BOSTON, May 23 (Reuters) - Hedge funds turned their backs on Johnson & Johnson and Amazon.com Inc in the last months, kicking the former market darlings into a group where they see stock prices dropping, research from Goldman Sachs shows.
Healthcare company Johnson & Johnson, whose share price slipped 3.14 percent through mid-May from Jan. 1, now heads Goldman’s newly created list of “50 Very Important Short Positions.” Exxon Mobil Corp., Intel Corp, International Business Machines and Amazon.com round out the top five companies that represent the largest short positions in the $2 trillion hedge fund industry.
The listing is the newly created counterweight to Goldman’s widely followed VIP list which ranks the 50 stocks that matter most to hedge funds. Four of the five top names now on the short list - Exxon, J&J, Amazon.com and IBM - were listed among the industry’s 50 favorites only three months ago when Goldman last issued its list in February.
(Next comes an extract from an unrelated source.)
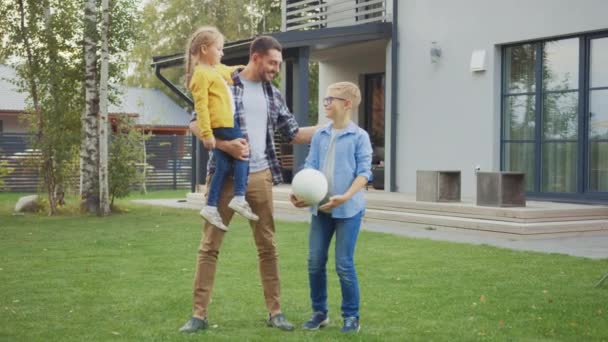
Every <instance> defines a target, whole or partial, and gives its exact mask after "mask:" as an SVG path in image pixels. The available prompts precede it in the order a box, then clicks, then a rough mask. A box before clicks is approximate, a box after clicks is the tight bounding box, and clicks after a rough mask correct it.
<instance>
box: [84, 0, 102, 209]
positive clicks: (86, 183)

The change in heart comes even as some of the named short companies saw share prices rise or dip only modestly. Online retailer Amazon, for example, was up 24 percent through mid-May from the start of the year.
But now some managers are clearly worried.
Greenlight Capital’s David Einhorn, who has been known to tank a stock by simply uttering its name, cast doubt over Amazon a week ago when he called the company’s future a “riddle” at the Ira Sohn investment conference. His musings sparked speculation that he might be short Amazon or might soon go short Amazon. His spokesman declined to comment.
For hedge fund managers, going short, or betting a stock will fall, has long been a key to success. But not this year.
Goldman research found that hedge funds’ “short stock selections have caused hedge funds to lag both the S&P 500 and the average large-cap mutual fund so far in 2012.”
The average hedge fund had gained 4 percent through the middle of May while the broader market was up twice that, Goldman’s research showed.
During the first three months of 2012, hedge funds turned more optimistic, increasing their net long exposure slightly to 49 percent from 46 percent at the end of the fourth quarter 2011. Most hedge funds still liked what they already liked, leaving them to turn over only 31 percent of all positions.
The industry continued its love affair with technology industry darling Apple Inc, where the stock price is up 37.5 percent despite some roller-coaster moves. Apple ranked No. 1 on the list of stocks that matter most to hedge funds followed by internet software giant Google Inc.
Financial services giant JP Morgan Chase, whose acknowledgement of a multi-billion dollar trading loss has pushed its share price down 21 percent this month, still ranked among the industry’s favorite stocks but did drop to No. 9 from No. 4.
Newcomers on the favorites list include car company Ford Motor Co, whose dramatically improved financial health led to a ratings upgrade from Moody’s Investors Services this week, insurer American International Group, whose earnings more than doubled in the first quarter, and billionaire investor Warren Buffett’s Berkshire Hathaway.
Goldman found that the basket of 50 stocks that “matter most” has outperformed the S&P 500 by 55 basis points on a quarterly basis since 2001 and has outperformed the S&P 500 by 62 basis points for the year to date through May 15.